“Understanding the history of movies is an important part of what we do even as we look to the future,” Academy of Motion Picture Arts and Sciences COO Ric Robertson said in his welcoming remarks for the 12th annual Academy Film Scholars luncheon Monday at Hollywood & Highland’s Twist restaurant. Just three weeks after handing out Oscars in the same location, the Academy was giving more honors — this time with a check attached.
Joining 13 other Academy scholars currently working on projects are Hamilton College professor of critical studies Scott MacDonald and NYU associate professor of cinema studies Dan Streible. Each will receive $25,000 for their efforts — half was presented to them today with the other half due upon completion. Among those scholars in attendance was Peter Decherney, a 2009 grantee who recently delivered his Acad-inspired book, Hollywood’s Copyright Wars, and gave a lecture on the subject Monday night for the Academy.
MacDonald’s project is In The Cambridge Turn In Documentary Filmmaking, MacDonald will look at the history and provide analysis of ethnographic filmmaking and personal documentary — two forms of the art developed in Cambridge. As the author of 13 books (a fact Academy Grants Committee chair Buffy Shutt joked in her intro pretty much “guarantees” the book will get done), MacDonald told me he has tried for many years to get one of these prestigious Academy grants. And as he said in his acceptance speech, “as a film scholar you try to find money to buy time”, labeling himself as a champion of avant-garde and experimental filmmaking for more than 40 years.
Streible will focus his study on films that have largely been forgotten or ignored in many different ways in his manuscript proposal, titled Orphan Films: Saving, Studying And Screening Neglected Cinema. The book will cover films that have been abandoned or suffered “physical, historical or cultural neglect” including newsreels, silents, shorts, indie and studio features docs, outtakes and animation. In his remarks, he gave as an example an early 16MM amateur film parody of Army training films called How To Light A Cigar by legendary director Samuel Fuller. He also plugged an upcoming Orphan Film Symposium April 11-14 at New York’s Museum of the Moving Image and mentioned that a two-disc DVD set will be handed out that is chock-full of these overlooked gems.
Established in 1999, the Academy Film Scholars program is “designed to stimulate and support the creation of new and significant works of film scholarship about aesthetic, cultural, educational, historical, theoretical or scientific aspects of theatrical motion pictures”. And YOU thought they just handed out Oscars, right?
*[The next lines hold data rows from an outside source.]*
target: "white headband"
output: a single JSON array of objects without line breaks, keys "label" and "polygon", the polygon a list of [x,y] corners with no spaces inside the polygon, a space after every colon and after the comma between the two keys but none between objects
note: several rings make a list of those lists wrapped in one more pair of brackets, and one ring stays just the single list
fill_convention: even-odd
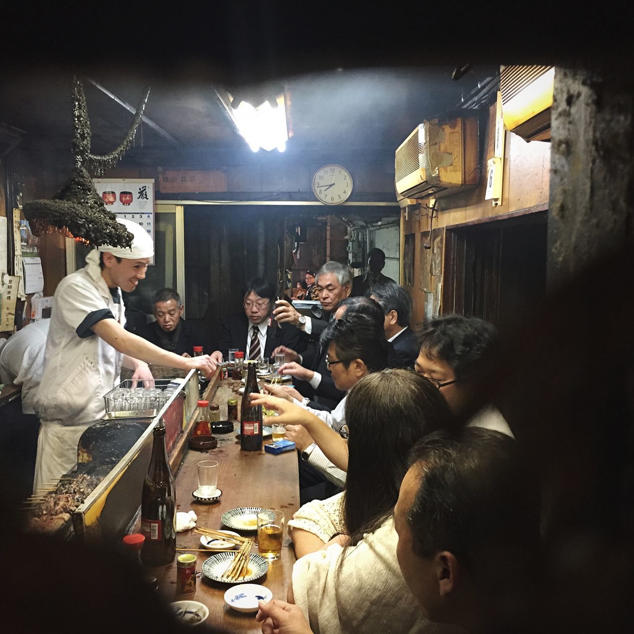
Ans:
[{"label": "white headband", "polygon": [[131,249],[122,249],[120,247],[111,247],[107,244],[97,247],[101,253],[112,253],[116,257],[122,257],[126,260],[138,260],[143,257],[152,257],[154,255],[154,243],[146,230],[136,223],[131,222],[124,218],[117,218],[133,236]]}]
This is just one of many outreach programs where the Academy puts its money where its mission is. Additionally, the Academy Foundation annually grants over $1 million to film scholars, cultural organizations and film festivals worldwide. Academy CEO Dawn Hudson, attending her first Scholars luncheon Monday, told me it is a goal of hers to further the Academy’s achievements in all of these areas, as well as of course the Academy’s movie museum planned with LACMA, for which they are in the process of securing funding.